Samos, like Thira, is also a tender port - by which I mean that there is not a harbour large enough to take a large cruise ship so Thomson Celebration anchors off the shore and we transfer into their tender boats for a short ride much closer to the water than we get onboard the ship!
As we climbed out of the tender boat we could see a fortress on the hill in front of us and decided to walk up to it. We went up the hill to a dead end that delivered us to someone's front door and we swerved to the right and then up a bit more only to find we had gone past the fort and landed at a church on top of the hill.
The church had the ruins of a far older basilica on the land adjacent and we had a look at that for a while and then went for a look at the Greek church with it's garden full of orange flowers.
The church was open to visitors, but it was such a nice day that we opted to stay outside and we made our way inland to find ourselves on a busy main street.
I enjoyed the bustle of locals doing their shopping or standing on corners to people watch - I suspect they were watching us actually as I must confess there were a few sights amongst our fellow passengers, as there are in any large group!
At the top of this street was another ruin - a temple to the goddess Diane, the Roman name for Artemis. However this had at the most a couple of stones and it was the equivalent of knocking your garden shed down and erecting a sign saying "the site of"... A bit like New Brighton did with their open air baths actually... Several decades later there is still a big empty oblong sunken patch on the grass with a sign next to it!
We walked back down the hill to the harbour and then walked along its length. Two young children were begging, a boy of around six, sitting cross legged in the baking heat, playing a tiny bazouki stringed instrument. He was getting a tune from it too. A girl of at the most three years old with a small accordian around her shoulders that she squeezed in and out, looking lost and obviously not wanting to be there. Heart rending, but then you see the mother, sitting in the shade, smoking and reading magazines, taking money from the kids whenever they had enough to give her and sending them back, scolding the little girl who wanted some shade... You can feel sorry for the kids but it's not them that end up with any money you give.
You can get some idea of the steep slope behind the harbour from this shot where the steps keep going up and up way up to the roof height of the yellow building in the distance.
Some of the bars had spent a lot of thought on their theming!

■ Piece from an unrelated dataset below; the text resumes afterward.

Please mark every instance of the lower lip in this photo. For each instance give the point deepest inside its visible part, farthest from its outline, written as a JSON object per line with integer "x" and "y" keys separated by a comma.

The harbour was bright with small boats painted in reds and blues. It would have made a good watercolour and I did doodle a bit in a small pad of watercolour paper that my daughter, Gill, had bought for me. I find boats quite difficult to do though, so I gave up on that one!
On the other side of the far harbour wall was a crowded beach, people swimming and laughing, unaware of the tragic little drama being enacted on the harbour wall. We walked back along towards the point where the tender boat would pick us up, but I wanted to sketch the view of the castle first.
I spent half an hour capturing the outline and some of the detail and we went for a drink in one of the cafe/bars before heading back to the ship. I finished the sketch later in the Horizon bar, adding all the stonework and roof tiling detail and scribble hatching the trees and shrubs.
We were wondering again about tomorrow. We had heard Athens was affected by fires. However the captain had good news - we would be going tomorrow.